Hagen schob alle Vorbehalte von sich. In seiner Lage mußte er jeden Vorteil nutzen, und wenn eine Täuschung ihm Macht über Runold und die seinen verlieh, nun gut, dann würde er sie nicht verschmähen. »Ihr habt recht«, sagte er kalt. »Ich bin der, für den Ihr mich haltet.«
Runold zögerte noch einen Moment, dann klang seine Stimme erfreut. »Ich wußte es gleich, als ich bemerkte, daß Euer Augenlicht nicht das beste ist.«
Und da verstand Hagen, worauf Runold hinaus wollte.
Aber das konnte doch nicht wirklich sein Ernst sein? Unmöglich.
Und doch war es so.
»Ich beuge mein Haupt vor Wodan, dem Herrn aller Götter«, sagte Runold. »Bitte, Herr, erweist mir die Gnade meiner Familie berichten zu dürfen, daß ihr wieder unter uns Menschen wandelt.«
Der Alte war verrückt, kein Zweifel. Vollkommen wirr im Kopf. Doch wenn das zu Hagens Vorteil war, hatte er nichts daran auszusetzen. Fraglich blieb, ob auch die anderen dieser Wahnvorstellung Glauben schenken würden; wie es schien, hatte er gar keine andere Wahl, als es darauf ankommen zu lassen.

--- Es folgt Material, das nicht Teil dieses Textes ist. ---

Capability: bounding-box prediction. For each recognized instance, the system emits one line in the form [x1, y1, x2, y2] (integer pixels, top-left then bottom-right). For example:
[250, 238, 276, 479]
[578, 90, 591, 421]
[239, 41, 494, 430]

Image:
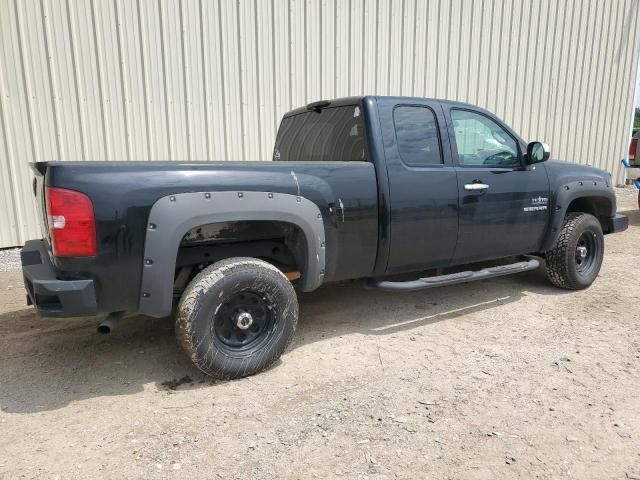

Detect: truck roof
[283, 95, 490, 117]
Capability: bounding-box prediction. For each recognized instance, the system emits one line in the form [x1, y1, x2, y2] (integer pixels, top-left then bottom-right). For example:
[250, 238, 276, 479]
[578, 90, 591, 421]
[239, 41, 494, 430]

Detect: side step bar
[366, 258, 540, 292]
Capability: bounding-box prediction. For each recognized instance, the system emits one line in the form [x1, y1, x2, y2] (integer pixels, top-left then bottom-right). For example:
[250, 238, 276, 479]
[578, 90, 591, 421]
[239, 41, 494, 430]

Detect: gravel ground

Wodan, Oberhaupt der Götter, der während seiner Wege im Reich der Menschen als einäugiger Krieger umherzieht, gefolgt von seinen Raben, auf jeder Schulter einer. Der Graue Wanderer, der am Abend als ferner Schemen über Hügelkuppen geistert.
Der Gedanke war so abenteuerlich, so durch und durch irrsinnig, daß Hagen sich unter dem Helm ein Lachen verkniff.
Seine Verwirrung aber mehrte sich, als die übrigen Gaukler herankamen - jene, die Runold »meine Familie« genannt hatte. Es war unmöglich, aus dem Getuschel und dem Schlagen der Hufe heraushören, wie viele es waren. Hagen schätzte sie grob auf ein Dutzend, vielleicht ein oder zwei mehr. Sie hatten mindestens einen Pferdewagen dabei.
Zu Hagens Verblüffung glaubten sie Runold jedes Wort. Nicht einer äußerte Zweifel, nicht einer hatte Einwände.
Die Gaukler nahmen Paladin und seinen geheimnisvollen Reiter in ihre Mitte, reichten ihm Fladenbrot und Milch und schienen sich nicht im mindesten über seine offensichtliche Blindheit zu wundern. Schaukelnd setzte sich der Zug in Bewegung, schob sich knirschend und krachend durch die Nacht.
Hagen wurde von der Liebenswürdigkeit seiner Gastgeber überrumpelt und begann schon nach kurzer Zeit, sich in seiner Rolle recht wohl zu fühlen. Er überlegte, was wohl ein Gott in seiner Lage tun würde, um die Menschen bei Laune zu halten, und so beschloß er, ihnen Rätsel aufzugeben.
»Was wird auf der Erde geboren«, fragte er, »und stirbt im Himmel?«
Es gab viele Vermutungen, doch als Runold schließlich die Antwort fand - »Rauch« -, da klatschten die Gaukler begeistert Beifall.
Hagen kam sich albern vor. Nimmermehr, dachte er verzweifelt, wo bist du, wenn ich dich brauche?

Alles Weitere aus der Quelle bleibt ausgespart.